Counting the Trees in the Forest: Evaluating Prompt Segmentation for Classifying Code Comprehension Level
David H. Smith, Max Fowler, Paul Denny, Craig Zilles
TL;DR
This work tackles the challenge of evaluating code comprehension in Explain-in-Plain-English tasks by distinguishing high-level, relational descriptions from low-level, multi-structural ones. It proposes a segmentation-based method where a large language model segments a student response and the target code, mapping segments to code lines to classify the response, with performance measured against human labels and enhanced by post-processing. Evaluations on data from a large introductory course show substantial agreement with human judgments, improved further by removing segments that solely describe function definitions, and supported by metrics such as Cohen's $\kappa$ and F1. The approach is released as an open-source Python package (eiplgrader) and discussed as a formative feedback mechanism, offering flexible, question-level tuning and visual mappings to help students bridge natural language explanations and implementation.
Abstract
Reading and understanding code are fundamental skills for novice programmers, and especially important with the growing prevalence of AI-generated code and the need to evaluate its accuracy and reliability. ``Explain in Plain English'' questions are a widely used approach for assessing code comprehension, but providing automated feedback, particularly on comprehension levels, is a challenging task.
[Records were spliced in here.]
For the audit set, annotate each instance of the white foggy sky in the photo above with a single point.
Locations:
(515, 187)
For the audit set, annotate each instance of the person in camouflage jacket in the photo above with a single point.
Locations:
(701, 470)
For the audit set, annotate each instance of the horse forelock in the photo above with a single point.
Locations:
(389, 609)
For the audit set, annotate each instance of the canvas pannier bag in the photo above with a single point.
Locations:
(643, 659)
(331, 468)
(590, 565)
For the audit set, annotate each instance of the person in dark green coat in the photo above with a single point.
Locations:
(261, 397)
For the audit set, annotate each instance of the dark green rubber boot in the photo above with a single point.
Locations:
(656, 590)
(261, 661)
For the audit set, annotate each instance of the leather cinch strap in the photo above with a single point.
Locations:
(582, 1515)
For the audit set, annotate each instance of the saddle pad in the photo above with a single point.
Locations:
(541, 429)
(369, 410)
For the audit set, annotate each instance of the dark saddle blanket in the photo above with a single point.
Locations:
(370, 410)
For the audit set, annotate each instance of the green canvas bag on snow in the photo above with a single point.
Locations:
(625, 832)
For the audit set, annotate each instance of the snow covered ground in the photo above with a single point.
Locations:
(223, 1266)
This paper introduces a novel method for automatically assessing the comprehension level of responses to ``Explain in Plain English'' questions. Central to this is the ability to distinguish between two response types: multi-structural, where students describe the code line-by-line, and relational, where they explain the code's overall purpose. Using a Large Language Model (LLM) to segment both the student's description and the code, we aim to determine whether the student describes each line individually (many segments) or the code as a whole (fewer segments). We evaluate this approach's effectiveness by comparing segmentation results with human classifications, achieving substantial agreement. We conclude with how this approach, which we release as an open source Python package, could be used as a formative feedback mechanism.